During the Second World War the Imperial Hotel was taken over by the government, as were many of the other Blackpool hotels; when the directors regained possession 11 years later many costly improvements were required (including over 7 miles of carpeting!) These improvements were carried out at a total expenditure of over one hundred thousand pounds.
With renovation and regeneration, the Imperial re-established itself as a first-class hotel and venue for social events and conferences; every bedroom in the hotel now had its own bathroom suite, each with telephone, television, radio and fire alarm. The old banqueting hall at the north end of the basement, which was created in 1904, was transformed into a full Masonic suite with an appointed temple. In addition to the temple this suite comprised a dining room, lounge, bar and two changing rooms, and a few years later another dining room (the Rutherford Room) was added.
The unused old Turkish baths in the south wing of the basement were dealt with in two phases: in 1956 the area was cleared and equipped as a children’s play area and in 1962 it was changed into five stock rooms called the ‘Ducal rooms’ which had direct access to the car park. In 1965 two further well-furnished meeting rooms were added behind the site of the old Turkish baths. The end of 1958 saw the whole of the hotel provided with central heating, the old coal-fired boilers in the basement being replaced by modern oil-fired boilers. Another added bonus was the installation of a new modern passenger lift for the guests.
More changes happened quite rapidly within the walls of the Imperial - 1958 ladies powder room, 1961 new cocktail bar, 1963 the old billiards room and bar known as the Old Snug were amalgamated to form a new bar called the Oregon.
With the passage of time more and more visitors were arriving by motor car and the more than 200 parking spaces were ideal; in former days this land had been used for lawn tennis, croquet and bowls.

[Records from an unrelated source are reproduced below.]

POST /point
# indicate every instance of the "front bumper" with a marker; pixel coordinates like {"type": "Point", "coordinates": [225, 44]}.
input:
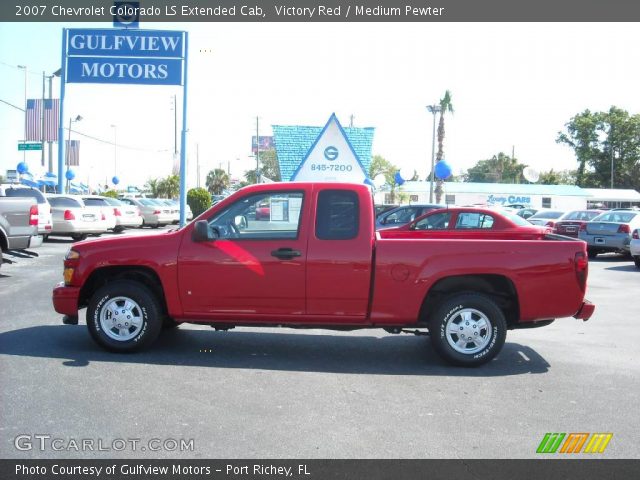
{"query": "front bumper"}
{"type": "Point", "coordinates": [65, 299]}
{"type": "Point", "coordinates": [586, 311]}
{"type": "Point", "coordinates": [35, 241]}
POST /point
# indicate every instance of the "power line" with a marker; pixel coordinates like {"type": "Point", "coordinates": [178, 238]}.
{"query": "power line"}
{"type": "Point", "coordinates": [91, 137]}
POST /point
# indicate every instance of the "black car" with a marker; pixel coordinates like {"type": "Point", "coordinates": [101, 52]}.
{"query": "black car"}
{"type": "Point", "coordinates": [403, 214]}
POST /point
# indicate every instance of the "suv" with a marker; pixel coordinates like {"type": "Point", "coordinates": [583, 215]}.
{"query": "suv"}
{"type": "Point", "coordinates": [44, 209]}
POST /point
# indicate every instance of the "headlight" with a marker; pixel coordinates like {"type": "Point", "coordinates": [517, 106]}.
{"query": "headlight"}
{"type": "Point", "coordinates": [72, 255]}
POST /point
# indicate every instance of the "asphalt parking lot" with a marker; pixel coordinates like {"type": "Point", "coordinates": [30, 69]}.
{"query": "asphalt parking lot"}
{"type": "Point", "coordinates": [278, 393]}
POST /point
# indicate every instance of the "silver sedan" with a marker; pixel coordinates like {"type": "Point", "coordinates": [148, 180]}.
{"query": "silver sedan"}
{"type": "Point", "coordinates": [610, 231]}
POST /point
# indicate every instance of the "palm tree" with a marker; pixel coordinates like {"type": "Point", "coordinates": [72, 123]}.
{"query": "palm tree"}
{"type": "Point", "coordinates": [445, 106]}
{"type": "Point", "coordinates": [152, 186]}
{"type": "Point", "coordinates": [169, 187]}
{"type": "Point", "coordinates": [217, 181]}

It is worth recalling that the Imperial in its early days as a hotel often found its guests and visitors coming to stay for a month, or even 7-8 weeks. These early holidaymakers would often would arrive with a large entourage of staff, including ladies’ maids, nurses for the children, coachmen, carriages and horses. They were often people of great wealth and the private nature of Claremont Park where the hotel was situated provided a distinctive charm for them. Those who wished to visit Claremont Park found toll gates by Carlton Terrace and by the Gynn, with a charge made to pass through. The toll houses were abolished under the Blackpool Improvement Act of 1899.

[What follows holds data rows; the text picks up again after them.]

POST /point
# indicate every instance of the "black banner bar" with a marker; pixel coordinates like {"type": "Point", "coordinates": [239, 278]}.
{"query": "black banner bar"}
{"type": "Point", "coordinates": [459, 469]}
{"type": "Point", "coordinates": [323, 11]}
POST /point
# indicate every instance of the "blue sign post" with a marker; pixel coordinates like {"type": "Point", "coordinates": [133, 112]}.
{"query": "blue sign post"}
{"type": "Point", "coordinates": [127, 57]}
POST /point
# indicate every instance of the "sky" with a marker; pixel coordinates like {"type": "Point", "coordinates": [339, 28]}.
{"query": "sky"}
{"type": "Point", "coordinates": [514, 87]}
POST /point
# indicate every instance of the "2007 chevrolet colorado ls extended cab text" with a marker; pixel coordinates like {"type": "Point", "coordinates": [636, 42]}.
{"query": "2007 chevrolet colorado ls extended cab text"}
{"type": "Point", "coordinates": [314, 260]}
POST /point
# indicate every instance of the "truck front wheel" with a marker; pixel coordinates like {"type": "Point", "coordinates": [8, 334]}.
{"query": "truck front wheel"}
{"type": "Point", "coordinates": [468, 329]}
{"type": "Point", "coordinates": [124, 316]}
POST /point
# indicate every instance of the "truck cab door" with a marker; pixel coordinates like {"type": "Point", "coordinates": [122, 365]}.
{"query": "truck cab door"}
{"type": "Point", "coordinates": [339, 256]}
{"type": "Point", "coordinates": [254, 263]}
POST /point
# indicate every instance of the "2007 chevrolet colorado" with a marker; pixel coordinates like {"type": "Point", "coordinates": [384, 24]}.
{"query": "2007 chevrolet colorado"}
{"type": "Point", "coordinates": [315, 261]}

In 1961 the first meeting of the George Formby Society was held at the Imperial with just 56 members, moving later to the Winter Gardens and then going back to the Imperial in 1990; the meetings are still held today and are very popular.
By the 1970s the Imperial had its own night club called Trader Jacks (the author remembers this vaguely!) It ran until the mid-1980s and even boasted Polynesian theme nights and early 2am breakfasts. I seem to recall this taking place around a swimming pool and worrying that if people got drunk they might fall in. In 1977 AC/DC played at the Ballroom on 20 February as part of their High Voltage tour of the United Kingdom, some say their first proper tour.

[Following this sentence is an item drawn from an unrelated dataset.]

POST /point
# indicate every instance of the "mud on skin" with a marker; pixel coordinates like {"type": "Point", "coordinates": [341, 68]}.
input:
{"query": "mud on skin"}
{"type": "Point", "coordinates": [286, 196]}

In 1987 the Imperial underwent one of her biggest face-lifts, with a £700,000 clean-up involving re-pointing brickwork, windows and guttering replaced, and 14 new bedrooms created in old staff quarters on the top floor. A £5m revamp took place in the early 90s, including a new health and fitness club.
Around 10 years ago work was carried out on the hotel to restore it to its former glory, including work on the front façade, the stunning carved ceiling in the Washington Suite, and the oak panelling and fireplace discovered in the Churchill Suite.
Over the years there have been a whole host of famous faces staying at the Imperial. They have included various politicians and prime ministers – Harold Wilson, Winston Churchill, Anthony Eden, and John Major, Fred Astaire, the Beatles, Princess Margaret and Princess Anne. Royalty such as the Queen Mother stayed here, not to mention film and pop stars including actress Gracie Fields, at Christmas 1955, and singer Harry Belafonte.
In 2015 Blackpool Civic trust volunteers started work to uncover the hidden tiling in the former Turkish Baths. The ornate ceramics have been revealed, which in their heyday were a magnet for well-to-do Victorian holidaymakers wanting to partake of the benefits of Blackpool seawater. Today tours can include a visit to this area of the hotel to give visitors a glance at what guests would have enjoyed.
The Imperial hotel is a true reminder of Blackpool’s Victorian heyday, combining 19th century opulence and glamour with contemporary style and modern facilities, popular restaurant, health club and conference facilities. This historic hotel has done much to put Blackpool on the map.